A meeting of the so-called Brics nations in Johannesburg this week has led to more media analysis about a developing new world order. Such reviews are often about politics and economics as much as trade and shipping — but it all intersects.

Sanctions emanating from the invasion of Ukraine by Russia — a Brics member alongside Brazil, India, China and South Africa — have certainly turned the maritime world upside down and been significant catalysts for change in trade routes and carriers.

English-language media still dominate many global conversations but can reflect Western interests and, therefore, give a distorted picture of what is happening on the ground.

Like it or not, many countries in the developing world — or Global South — like those around the table in South Africa, do not want to side with the US against Russia over Ukraine.

And certainly, the more authoritarian governments of the world are happy to see the Western democratic values championed by Joe Biden challenged.

More and more smaller countries do not see a need to choose one side or another as a fragmented — but more complex — world develops.

However, this could make finding a consensus for global rule-making over maritime standards or global heating more difficult than ever.

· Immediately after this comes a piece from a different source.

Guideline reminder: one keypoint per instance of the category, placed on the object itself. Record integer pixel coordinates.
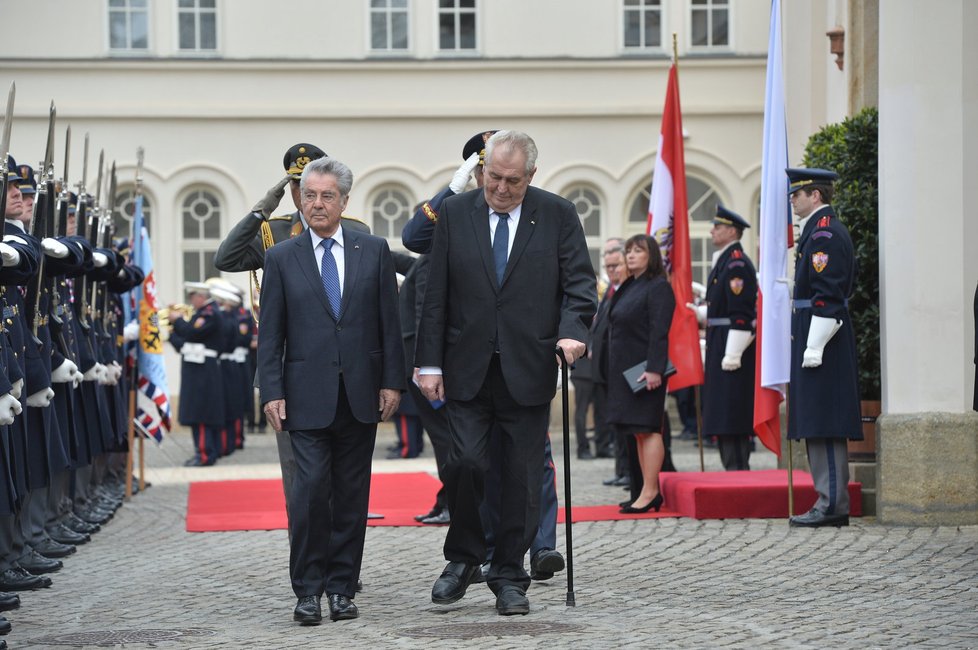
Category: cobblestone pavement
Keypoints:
(145, 582)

China and Brazil have already mounted serious opposition to a carbon emissions levy-based system at the International Maritime Organization.

Split with the West

Sergei Lavrov, Minister of Foreign Affairs of Russia, is seen during a press conference at the Brics Foreign Ministers meeting in Cape Town. Photo: Scanpix

Russia — as a huge fossil-fuel producer — has rarely shown leadership in tackling climate breakdown whether with shipping or more broadly.

Chinese officials themselves have made it known they want to increase their country’s influence in the United Nations, World Trade Organization, G20 and other bodies.

China fancies itself as the leader of the Global South and has made friends ... with its heavy investments in Africa and elsewhere as part of the Belt and Road Initiative

China fancies itself as the leader of the Global South and has made friends — and the occasional enemy — with its heavy investments in Africa and elsewhere as part of the Belt and Road Initiative.

Chinese brokerage house Dongwu Securities said that for the first time ever China shipped more to the developing world — as represented by the countries that make up the Belt and Road — than it exported to the US, Europe and Japan combined, as reported by the Financial Times.

Russia has similar but much more modest designs, encouraging developing countries in Africa and elsewhere to see its own split with the West as an opportunity, not a threat.

Vladimir Putin has not turned up to the Brics meeting in Sandton outside Johannesburg.

This is convenient for his host, President Cyril Ramaphosa, who would have been under pressure to arrest his Russian counterpart for alleged war crimes in Ukraine.

The International Criminal Court in The Hague issued an arrest warrant earlier this year, which South Africa would be under obligation to serve.

Ramaphosa would not want to do this to another Brics member after giving a raft of mixed messages about whether it actually condemns the attacks on Kyiv or not.

Both China and Russia are keen to build Brics into a more significant body. There has even been talk of developing a new Brics currency to — in theory — eventually rival the dollar.

Unsurprisingly, other countries hit by Western shipping sanctions such as Iran and Venezuela have publicly stated their interest in joining the trade bloc.

Russia has seen its income from oil and gas exports fall under sanctions but continues to find ways of making trade continue overall.

In fact, as my colleague Harry Papachristou reported, overall seaborne trade rose by 9.3% in the first half of this year to 526.8m tonnes.

Those figures came from Russia’s Federal Agency for Sea and Inland Water Transport, or Rosmorrechflot, which also claimed that liquid cargo from the Azov and Black Sea basin rose by just under 10%.

Proxy battles

Both Ukraine and Russia have been trying to halt each other’s exports, with Moscow pulling the plug on the Black Sea Grain Initiative.

The IMO has already become a place to row about each other’s maritime behaviour. Last week, the Kremlin lodged a formal complaint with the UN body, accusing Kyiv of a “terrorist attack” on a civilian tanker in the Black Sea.

This came just days after Ukrainian President Volodymyr Zelenskyy accused Russia of firing on a general cargo ship in the same waterway.

No shots will be fired at the Brics summit in Johannesburg, but global shipping must be ready for new proxy battles at the IMO and beyond.